From The Irish Examiner
Commencement of an €18m wastewater treatment plant in Co Cork remains on hold due to uncertainty over ownership rights on the Blackwater.
The Youghal project was expected to coincide with a €4.4m sewerage pipe network that began last month.
A spokesman for the Department of the Environment said: “A legal title issue relating to the footfall of the outfall pipes [land bearing sewage pipes] has arisen, which has been referred to the department’s solicitors.”
The Government could face millions of euro in fines by the EU if construction does not start by the month’s end.
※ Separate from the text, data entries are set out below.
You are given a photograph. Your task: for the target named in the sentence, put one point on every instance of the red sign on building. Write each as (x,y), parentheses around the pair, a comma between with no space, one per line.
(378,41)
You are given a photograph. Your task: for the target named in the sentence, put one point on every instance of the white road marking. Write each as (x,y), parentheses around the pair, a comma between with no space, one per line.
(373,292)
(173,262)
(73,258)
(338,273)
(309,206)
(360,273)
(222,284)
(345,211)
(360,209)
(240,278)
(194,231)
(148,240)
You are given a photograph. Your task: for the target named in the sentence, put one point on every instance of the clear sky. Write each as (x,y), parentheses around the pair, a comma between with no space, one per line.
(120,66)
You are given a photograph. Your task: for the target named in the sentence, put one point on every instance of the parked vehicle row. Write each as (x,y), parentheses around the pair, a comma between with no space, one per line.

The foreshore licence is being sought on behalf of Irish Water but the 12th Duke of Devonshire has historical rights to the river bed and foreshore stretching 20 miles to the mouth of Youghal harbour.
It is understood that the duke, Peregrine Cavendish, has no objections to the project but the department does not want the licence registered in his name as the river owner.
The duke, estimated to be worth over €800m, owns the 8,000-acre Lismore estate and controls Blackwater fishing rights. His family survived many legal challenges to their rights over the centuries.
The department declined to clarify if the department is effectively challenging his ownership, which heralds from the marriage of the 3rd duke to 16-year-old Charlotte (6th Baroness Clifford) and daughter of Richard Boyle, in 1747. A spokes- man for Lismore Estates says there has been no approach from the department regarding the matter.
The issue has further relevance for proposed wastewater plants at Ardmore and Cappoquin, which are part of the Waterford Grouped Towns and Villages Sewerage Scheme and awaiting contracts.
Irish Water has until the end of April to sign off a final sanction on the plant and appoint a contractor. That would allow the plant’s construction — expected to take 18 months — while the title and foreshore licence issues are addressed.
The European Court of Justice fined Belgium €10m plus €855,000 per six month period until wastewater treatment compliance. The EPA and pipe network contractor may also instigate fines for prolonged delays.
Ireland is already involved in a case in Europe due to failure to treat wastewater in over 80 towns.